6. Tidy Data and Structural Repairs#
6.1. Intro#
This week, we’ll be cleaning data.
Cleaning data is labor intensive and requires making subjective choices.
We’ll focus on, and assess you on, manipulating data correctly, making reasonable
choices, and documenting the choices you make carefully.
We’ll focus on the programming tools that get used in cleaning data in class this week:
reshaping data
handling missing or incorrect values
renaming columns
Warning
this is incomplete, but will get filled in this week.
import pandas as pd
import seaborn as sns
# make plots look nicer and increase font size
sns.set_theme(font_scale=2, palette='colorblind')
6.2. What is Tidy Data#
Read in the three csv files described below and store them in a list of dataFrames
url_base = 'https://raw.githubusercontent.com/rhodyprog4ds/rhodyds/main/data/'
datasets = ['study_a.csv','study_b.csv','study_c.csv']
study_df_list = [pd.read_csv(url_base +cur_study,na_values='-')

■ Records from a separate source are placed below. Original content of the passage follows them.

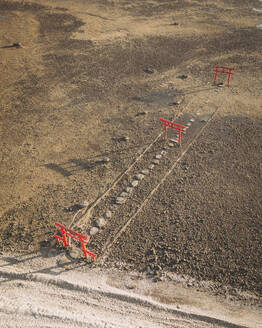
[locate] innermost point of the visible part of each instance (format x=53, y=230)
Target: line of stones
x=123, y=196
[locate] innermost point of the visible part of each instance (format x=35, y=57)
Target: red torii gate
x=176, y=126
x=225, y=70
x=78, y=236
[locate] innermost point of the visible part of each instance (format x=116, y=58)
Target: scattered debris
x=183, y=77
x=14, y=45
x=123, y=138
x=139, y=176
x=175, y=103
x=84, y=204
x=93, y=231
x=145, y=172
x=124, y=194
x=108, y=214
x=120, y=200
x=155, y=161
x=141, y=113
x=105, y=160
x=175, y=141
x=134, y=183
x=75, y=253
x=129, y=189
x=149, y=70
x=100, y=222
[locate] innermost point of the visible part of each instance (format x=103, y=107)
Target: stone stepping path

for cur_study in datasets]
study_df_list[0]
name | treatmenta | treatmentb | |
---|---|---|---|
0 | John Smith | NaN | 2 |
1 | Jane Doe | 16.0 | 11 |
2 | Mary Johnson | 3.0 | 1 |
study_df_list[1]
intervention | John Smith | Jane Doe | Mary Johnson | |
---|---|---|---|---|
0 | treatmenta | NaN | 16 | 3 |
1 | treatmentb | 2.0 | 11 | 1 |
study_df_list[2]
person | treatment | result | |
---|---|---|---|
0 | John Smith | a | NaN |
1 | Jane Doe | a | 16.0 |
2 | Mary Johnson | a | 3.0 |
3 | John Smith | b | 2.0 |
4 | Jane Doe | b | 11.0 |
5 | Mary Johnson | b | 1.0 |
These three all show the same data, but let’s say we have two goals:
find the average effect per person across treatments
find the average effect per treatment across people
This works differently for these three versions.
df_a = study_df_list[0]
df_a.mean(numeric_only=True,)
treatmenta 9.500000
treatmentb 4.666667
dtype: float64
we get the average per treatment, but to get the average per person, we have to go across rows, which we can do here, but doesn’t work as well with plotting
we can work across rows with the axis
parameter if needed
df_a.mean(numeric_only=True,axis=1)
0 2.0
1 13.5
2 2.0
dtype: float64
df_b = study_df_list[1]
df_b
intervention | John Smith | Jane Doe | Mary Johnson | |
---|---|---|---|---|
0 | treatmenta | NaN | 16 | 3 |
1 | treatmentb | 2.0 | 11 | 1 |
Now we get the average per person, but what about per treatment? again we have to go across rows instead.
study_df_list[2]
person | treatment | result | |
---|---|---|---|
0 | John Smith | a | NaN |
1 | Jane Doe | a | 16.0 |
2 | Mary Johnson | a | 3.0 |
3 | John Smith | b | 2.0 |
4 | Jane Doe | b | 11.0 |
5 | Mary Johnson | b | 1.0 |
For the third one, however, we can use groupby, because this one is tidy.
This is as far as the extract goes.